Porque se eu for ao hortifrúti do meu bairro, vou precisar contar as moedas para saber qual dos alimentos vou levar para casa e alguns deles não farão parte da minha sacola por muito tempo, já que são propriedades de alto custo para a população. E olha bem, eu nem sou morador em situação de rua.

Garanto que o funcionário estoquista do mesmo hortifrúti, não deve ter toda semana em sua mesa uma variedade de frutas e verduras para compor suas refeições, e me arrisco a dizer que possa ter fruta que ele nem sabe qual é o sabor, porque seu salário não dá oportunidade para que possa provar. Ele está ali todos os dias escolhendo as de melhor aparência, tirando as que não servem mais para serem vendidas, mas esse é o lugar máximo que elas ocupam em sua vida, já que o gás, o pão, a passagem de ônibus, o remédio, o arroz e o feijão, ainda ocupam um lugar de preferência nos gastos do seu salário. Para isso, Marx cunhou os termos mais valia e alienação, que valem a pena ser conhecido por quem pensa como esse professor.

Acho importante que seja conservado o lugar de docente para alguém com essa mentalidade, porque se em algum momento trocar de lugar para a situação de rua e perder os confortos garantidos da docência, certamente encontrará mangas pelo caminho, mas não será suficiente para saciar sua fome de integração social, que é intrínseca aos seres humanos. A fome de existir enquanto sociedade, que o lugar de docente lhe garante com privilégios. Haverá mangas em seu caminho, que poderá até suprir a primeira necessidade de fome, mas quando essas mesmas mangas chegarem a ensinar que a fome não está só no estomago e que não pode ser saciada sempre e somente com o mesmo alimento. Um dia manga não será mais opção, nem será mais visto como alimento, se dela passar a depender para sua sobrevivência.
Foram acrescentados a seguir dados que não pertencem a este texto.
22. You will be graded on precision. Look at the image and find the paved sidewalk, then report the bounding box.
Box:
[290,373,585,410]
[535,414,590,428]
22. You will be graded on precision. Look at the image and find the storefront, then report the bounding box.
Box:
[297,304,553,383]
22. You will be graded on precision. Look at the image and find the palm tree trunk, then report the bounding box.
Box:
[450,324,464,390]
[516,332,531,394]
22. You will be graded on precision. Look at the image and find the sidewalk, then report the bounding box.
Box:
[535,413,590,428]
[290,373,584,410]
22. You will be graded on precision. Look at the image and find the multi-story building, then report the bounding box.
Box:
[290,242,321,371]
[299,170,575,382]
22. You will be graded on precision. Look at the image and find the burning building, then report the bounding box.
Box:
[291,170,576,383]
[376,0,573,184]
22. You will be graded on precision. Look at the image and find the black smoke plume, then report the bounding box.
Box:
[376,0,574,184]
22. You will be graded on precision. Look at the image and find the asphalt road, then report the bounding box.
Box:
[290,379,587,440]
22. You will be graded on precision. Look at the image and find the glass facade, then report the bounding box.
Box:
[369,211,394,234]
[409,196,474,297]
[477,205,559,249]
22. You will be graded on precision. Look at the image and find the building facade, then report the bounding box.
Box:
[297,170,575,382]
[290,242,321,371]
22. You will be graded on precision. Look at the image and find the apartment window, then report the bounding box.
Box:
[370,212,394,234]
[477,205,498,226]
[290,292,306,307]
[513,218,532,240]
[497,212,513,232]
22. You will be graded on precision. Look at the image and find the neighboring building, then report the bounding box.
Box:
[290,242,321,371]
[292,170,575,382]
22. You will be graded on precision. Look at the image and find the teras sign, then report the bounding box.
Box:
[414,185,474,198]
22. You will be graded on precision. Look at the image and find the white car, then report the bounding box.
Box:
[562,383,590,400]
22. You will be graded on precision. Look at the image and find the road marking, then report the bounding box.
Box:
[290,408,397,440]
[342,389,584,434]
Talvez o problema da fome ainda não tenha sido solucionado, não porque não temos abundância em nosso solo, mas porque alguns ainda acreditam que que frutas tem de sobra, o que nos falta é vontade de colhê-las. A esses, eu indico a educação, sua fome de conhecimento, que talvez você nem saiba que existe, deve estar sendo suprida com outra coisa, talvez, com mangas.